Sunday, August 13, 2017

I think it's been almost half a year since my last post. In the meantime I was busy with finally getting around to getting a formal university degree, and doing it at quite a rapid pace. It's finally done and I can get back to other things now.

One of them is an outlet for my Belle Epoque fascination. After translating the first third of Jules Huret's l'Allemagne Moderne I gave some thought as to how to complete the rest. To do that I believe I'll need to drum up interest in the era itself, because I don't think the era just before the world wars started is sufficiently appreciated. That leads to WWI being seen as WWII's poor cousin when really it was the greater of the two tragedies: a tragedy that never should have happened is obviously the greater of the two even when the second is larger in scope. WWI is you against your former friends bleeding away in a seemingly neverending alley brawl that neither side can remember the reason for, which you would take back if you could, but which you still want to win and will do anything to come out on top. WWII is a larger rematch after both sides have now become enemies and one you knew was going to happen again one day.

So a larger appreciation of what was lost should help. This is the site.

http://www.1871to1914.com/

1914 is a well-known number but I want to raise 1871's recognition to help demarcate the era.

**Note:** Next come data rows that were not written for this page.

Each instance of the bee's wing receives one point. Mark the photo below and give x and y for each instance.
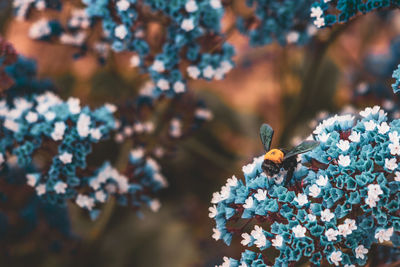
(266, 134)
(305, 146)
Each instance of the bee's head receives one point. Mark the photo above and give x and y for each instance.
(274, 155)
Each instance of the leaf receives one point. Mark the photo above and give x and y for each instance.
(266, 134)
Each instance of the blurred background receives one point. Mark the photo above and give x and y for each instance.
(287, 87)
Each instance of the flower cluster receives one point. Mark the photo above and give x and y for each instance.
(190, 42)
(342, 199)
(23, 215)
(329, 12)
(287, 22)
(8, 56)
(23, 7)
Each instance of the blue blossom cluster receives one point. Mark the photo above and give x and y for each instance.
(396, 75)
(23, 215)
(329, 12)
(343, 197)
(141, 180)
(45, 124)
(191, 41)
(23, 7)
(287, 22)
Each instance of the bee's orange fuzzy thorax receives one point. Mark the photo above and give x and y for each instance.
(274, 155)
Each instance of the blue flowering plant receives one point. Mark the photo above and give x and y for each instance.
(53, 139)
(343, 197)
(329, 12)
(287, 22)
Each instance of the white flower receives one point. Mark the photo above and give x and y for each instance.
(11, 125)
(394, 137)
(179, 87)
(95, 133)
(323, 137)
(311, 217)
(246, 239)
(225, 192)
(257, 232)
(134, 61)
(344, 145)
(123, 5)
(216, 198)
(83, 125)
(336, 257)
(215, 4)
(394, 148)
(158, 66)
(384, 235)
(248, 204)
(187, 25)
(322, 181)
(371, 202)
(213, 211)
(31, 179)
(193, 72)
(301, 199)
(314, 190)
(121, 31)
(261, 194)
(232, 181)
(31, 117)
(383, 128)
(65, 158)
(278, 241)
(85, 201)
(391, 164)
(59, 129)
(155, 205)
(60, 187)
(39, 29)
(40, 189)
(249, 168)
(361, 251)
(331, 234)
(163, 84)
(74, 105)
(397, 177)
(191, 6)
(261, 241)
(344, 160)
(299, 231)
(100, 196)
(319, 22)
(370, 125)
(327, 215)
(316, 12)
(355, 137)
(292, 37)
(208, 72)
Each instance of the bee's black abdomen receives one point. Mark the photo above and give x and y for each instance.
(270, 168)
(289, 165)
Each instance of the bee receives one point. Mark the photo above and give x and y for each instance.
(277, 160)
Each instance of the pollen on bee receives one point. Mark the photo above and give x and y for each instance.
(274, 155)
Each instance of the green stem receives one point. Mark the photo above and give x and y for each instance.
(305, 98)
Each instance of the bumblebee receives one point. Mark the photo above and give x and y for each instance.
(277, 160)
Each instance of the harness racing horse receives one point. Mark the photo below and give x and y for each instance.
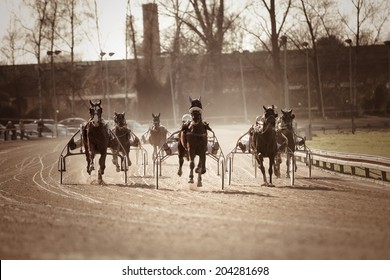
(193, 141)
(157, 134)
(262, 139)
(124, 136)
(286, 140)
(96, 139)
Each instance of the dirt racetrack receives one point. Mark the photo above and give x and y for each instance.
(324, 217)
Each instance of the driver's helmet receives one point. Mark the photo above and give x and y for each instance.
(186, 118)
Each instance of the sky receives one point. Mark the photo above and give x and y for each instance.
(111, 22)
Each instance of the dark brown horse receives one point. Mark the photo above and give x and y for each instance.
(157, 135)
(96, 139)
(262, 139)
(285, 139)
(193, 142)
(125, 139)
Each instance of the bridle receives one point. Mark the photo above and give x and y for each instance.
(196, 117)
(120, 120)
(95, 112)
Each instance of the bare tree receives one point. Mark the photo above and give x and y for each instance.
(36, 35)
(9, 44)
(270, 27)
(210, 23)
(319, 18)
(367, 21)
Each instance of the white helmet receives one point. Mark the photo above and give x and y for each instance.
(186, 118)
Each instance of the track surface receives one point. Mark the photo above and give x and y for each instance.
(324, 217)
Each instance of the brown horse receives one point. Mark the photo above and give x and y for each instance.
(126, 139)
(193, 142)
(157, 135)
(96, 139)
(285, 139)
(262, 139)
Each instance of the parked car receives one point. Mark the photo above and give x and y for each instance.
(72, 124)
(135, 126)
(49, 130)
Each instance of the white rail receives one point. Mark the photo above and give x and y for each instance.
(369, 166)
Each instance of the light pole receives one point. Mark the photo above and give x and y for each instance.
(283, 41)
(387, 43)
(108, 89)
(243, 90)
(349, 42)
(53, 81)
(306, 46)
(102, 54)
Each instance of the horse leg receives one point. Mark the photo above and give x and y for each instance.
(288, 157)
(192, 166)
(271, 162)
(102, 166)
(91, 165)
(115, 159)
(278, 161)
(181, 161)
(199, 183)
(154, 152)
(261, 167)
(201, 165)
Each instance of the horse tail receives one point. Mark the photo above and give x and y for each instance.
(183, 139)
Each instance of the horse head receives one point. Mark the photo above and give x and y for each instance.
(270, 115)
(196, 110)
(95, 112)
(120, 119)
(287, 118)
(156, 120)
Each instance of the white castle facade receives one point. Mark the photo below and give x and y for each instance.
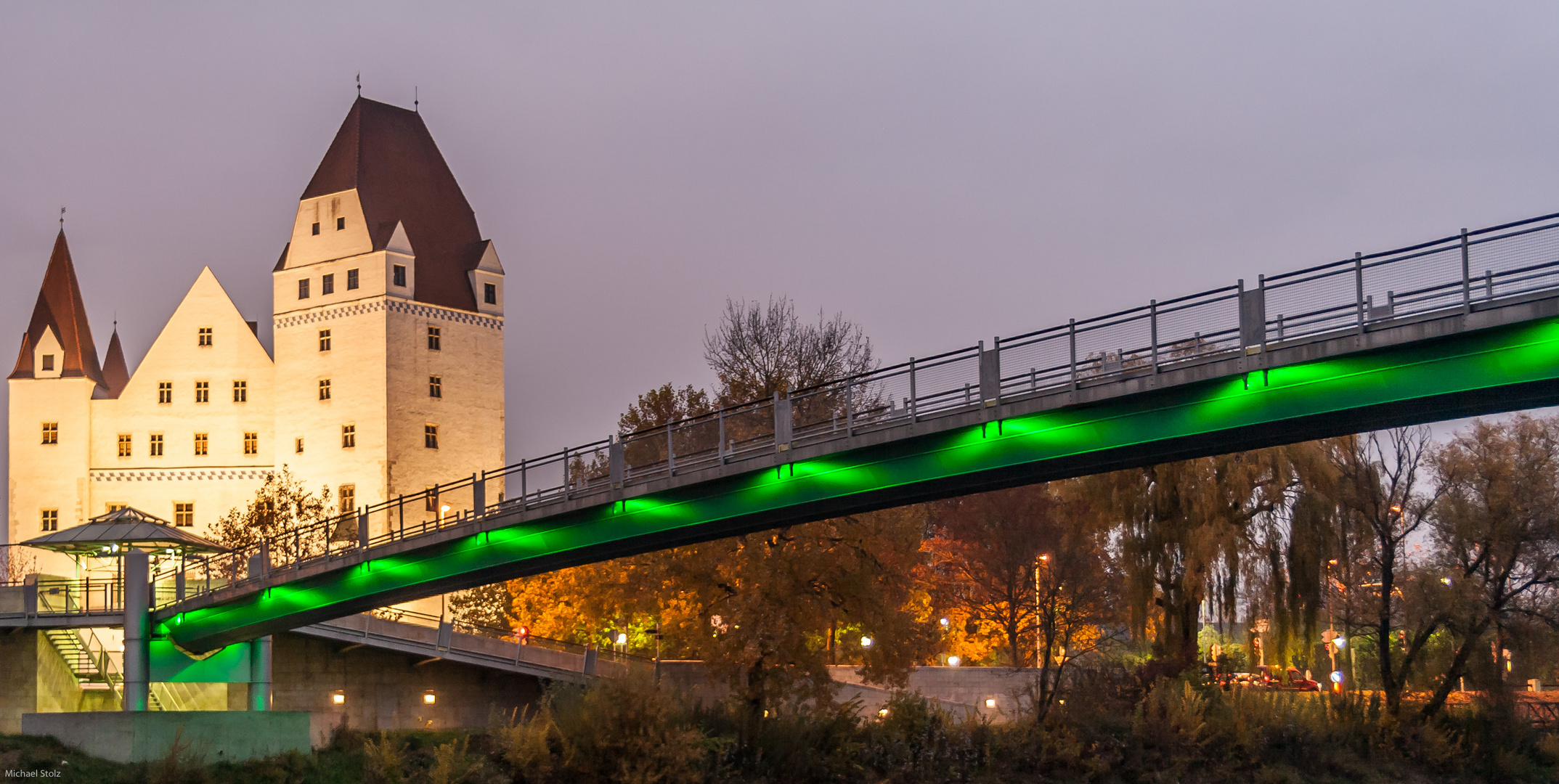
(387, 375)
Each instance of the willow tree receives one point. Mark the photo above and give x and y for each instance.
(1182, 521)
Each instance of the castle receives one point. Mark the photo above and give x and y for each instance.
(387, 375)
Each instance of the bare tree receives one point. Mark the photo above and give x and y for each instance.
(1497, 531)
(1377, 483)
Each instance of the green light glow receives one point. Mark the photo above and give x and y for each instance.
(1422, 372)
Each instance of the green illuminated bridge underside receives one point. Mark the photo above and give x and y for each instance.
(1428, 369)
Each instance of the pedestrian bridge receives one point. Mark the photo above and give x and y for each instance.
(1466, 324)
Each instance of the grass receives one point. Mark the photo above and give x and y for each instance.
(635, 732)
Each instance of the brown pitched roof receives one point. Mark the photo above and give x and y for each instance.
(388, 156)
(114, 372)
(60, 308)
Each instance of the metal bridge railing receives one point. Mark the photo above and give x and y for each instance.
(1348, 297)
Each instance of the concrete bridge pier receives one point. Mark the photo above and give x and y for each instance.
(138, 630)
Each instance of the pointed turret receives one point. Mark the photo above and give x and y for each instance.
(115, 375)
(60, 309)
(388, 158)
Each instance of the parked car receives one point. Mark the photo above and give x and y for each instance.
(1288, 680)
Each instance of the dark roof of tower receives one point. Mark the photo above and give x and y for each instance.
(388, 156)
(60, 308)
(114, 372)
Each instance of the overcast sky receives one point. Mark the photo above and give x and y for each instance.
(937, 172)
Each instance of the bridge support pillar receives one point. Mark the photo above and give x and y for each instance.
(138, 630)
(261, 674)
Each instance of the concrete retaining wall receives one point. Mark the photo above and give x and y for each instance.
(216, 736)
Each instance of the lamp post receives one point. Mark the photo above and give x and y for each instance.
(1038, 637)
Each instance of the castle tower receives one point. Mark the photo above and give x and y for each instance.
(50, 420)
(388, 315)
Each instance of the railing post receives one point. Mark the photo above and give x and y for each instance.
(616, 463)
(990, 375)
(1152, 331)
(671, 452)
(1466, 274)
(850, 409)
(30, 595)
(1359, 290)
(781, 422)
(1072, 340)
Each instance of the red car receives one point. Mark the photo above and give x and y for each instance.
(1274, 679)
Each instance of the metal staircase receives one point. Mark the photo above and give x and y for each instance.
(88, 658)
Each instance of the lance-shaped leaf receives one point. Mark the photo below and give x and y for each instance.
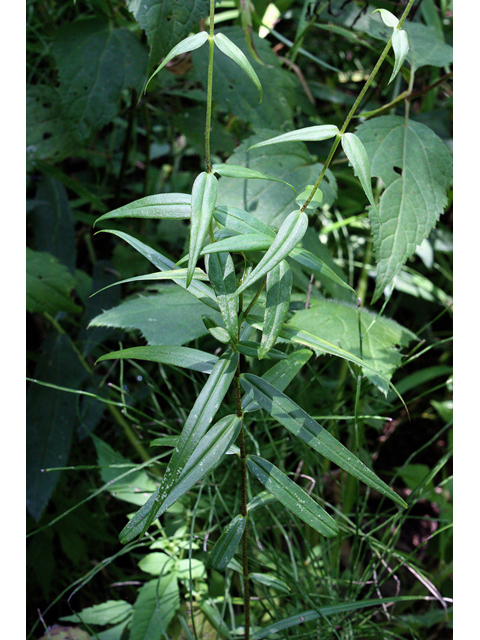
(165, 206)
(241, 221)
(358, 157)
(307, 134)
(231, 50)
(236, 171)
(290, 233)
(280, 375)
(293, 497)
(173, 274)
(204, 197)
(278, 290)
(198, 421)
(188, 44)
(221, 271)
(227, 544)
(197, 288)
(298, 422)
(400, 47)
(173, 355)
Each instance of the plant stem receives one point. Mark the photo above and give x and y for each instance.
(360, 97)
(243, 462)
(211, 47)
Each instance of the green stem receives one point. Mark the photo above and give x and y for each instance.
(208, 123)
(355, 106)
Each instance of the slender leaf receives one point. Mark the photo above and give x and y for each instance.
(204, 196)
(235, 171)
(187, 44)
(358, 157)
(293, 497)
(165, 206)
(172, 355)
(290, 233)
(221, 271)
(298, 422)
(278, 290)
(231, 50)
(197, 423)
(226, 546)
(307, 134)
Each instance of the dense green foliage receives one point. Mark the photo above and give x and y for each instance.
(249, 435)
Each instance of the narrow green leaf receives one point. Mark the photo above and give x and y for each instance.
(298, 422)
(317, 266)
(241, 221)
(358, 157)
(197, 423)
(221, 271)
(188, 44)
(198, 289)
(174, 355)
(226, 546)
(307, 134)
(165, 206)
(278, 290)
(280, 375)
(231, 50)
(290, 233)
(204, 196)
(400, 47)
(236, 171)
(293, 497)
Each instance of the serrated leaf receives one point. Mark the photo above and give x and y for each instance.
(293, 497)
(227, 544)
(306, 134)
(204, 197)
(234, 171)
(416, 167)
(197, 423)
(173, 355)
(298, 422)
(289, 234)
(184, 46)
(400, 47)
(164, 206)
(278, 289)
(231, 50)
(358, 157)
(338, 322)
(221, 272)
(198, 289)
(280, 375)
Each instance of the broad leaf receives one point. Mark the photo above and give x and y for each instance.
(204, 197)
(221, 271)
(165, 206)
(338, 323)
(290, 233)
(231, 50)
(298, 422)
(278, 289)
(416, 167)
(172, 355)
(232, 171)
(307, 134)
(166, 22)
(293, 497)
(226, 546)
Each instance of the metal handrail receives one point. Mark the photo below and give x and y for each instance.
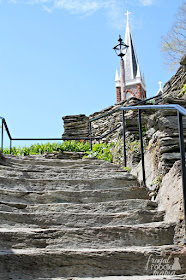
(180, 113)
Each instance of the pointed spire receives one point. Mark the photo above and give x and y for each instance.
(132, 68)
(117, 79)
(117, 76)
(127, 14)
(160, 82)
(160, 89)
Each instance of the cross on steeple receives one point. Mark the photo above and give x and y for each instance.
(160, 85)
(127, 14)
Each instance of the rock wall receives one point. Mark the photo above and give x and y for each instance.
(174, 86)
(76, 126)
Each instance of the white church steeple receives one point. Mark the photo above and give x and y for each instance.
(135, 82)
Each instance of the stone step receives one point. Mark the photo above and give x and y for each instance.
(89, 196)
(67, 174)
(43, 263)
(67, 184)
(155, 234)
(78, 219)
(40, 160)
(148, 277)
(99, 207)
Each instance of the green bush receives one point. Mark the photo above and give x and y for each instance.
(101, 151)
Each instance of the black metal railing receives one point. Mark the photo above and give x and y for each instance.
(180, 113)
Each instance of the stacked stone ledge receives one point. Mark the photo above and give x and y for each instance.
(76, 126)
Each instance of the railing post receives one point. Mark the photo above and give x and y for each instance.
(183, 170)
(10, 146)
(90, 132)
(142, 150)
(2, 136)
(124, 139)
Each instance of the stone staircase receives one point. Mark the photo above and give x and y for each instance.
(81, 219)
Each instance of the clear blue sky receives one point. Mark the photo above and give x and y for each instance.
(56, 57)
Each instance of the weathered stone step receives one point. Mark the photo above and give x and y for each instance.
(89, 196)
(66, 219)
(43, 263)
(40, 160)
(155, 234)
(149, 277)
(66, 184)
(101, 207)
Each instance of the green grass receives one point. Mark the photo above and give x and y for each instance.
(101, 151)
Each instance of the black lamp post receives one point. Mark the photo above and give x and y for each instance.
(121, 49)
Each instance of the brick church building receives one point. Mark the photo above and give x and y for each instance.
(134, 81)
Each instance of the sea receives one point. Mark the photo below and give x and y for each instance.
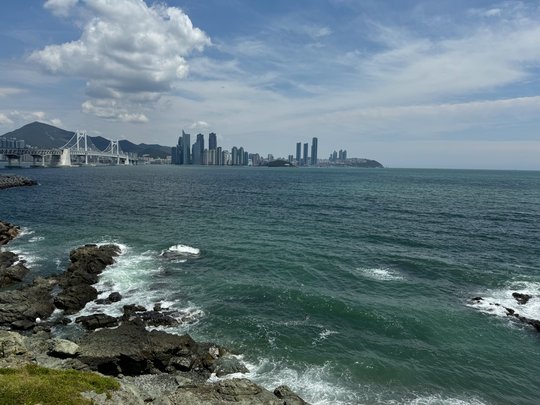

The site's subtitle is Your daily dose of the Belle Époque, Europe's golden age, and that's exactly what it is. It is a short daily read of Belle Epoque stuff, whatever I can find produced in the era on Archive.org that I can translate into English. L'Allemagne Moderne will eventually become free to read in its entirety, and other works will show up in an interspersed fashion as well. L'Allemagne Moderne one day, some Deutschland und die Deutschen, that image above from a 1906 Italian Expo guidebook, some other book, back to L'Allemagne Moderne, and so on. Repeat until one book is done and another will fill the gap.

Later on I may start a Patreon campaign, which when successful will let me devote more and more time to these linguistic archaeological digs I love to do. It turns out I can't stop doing them.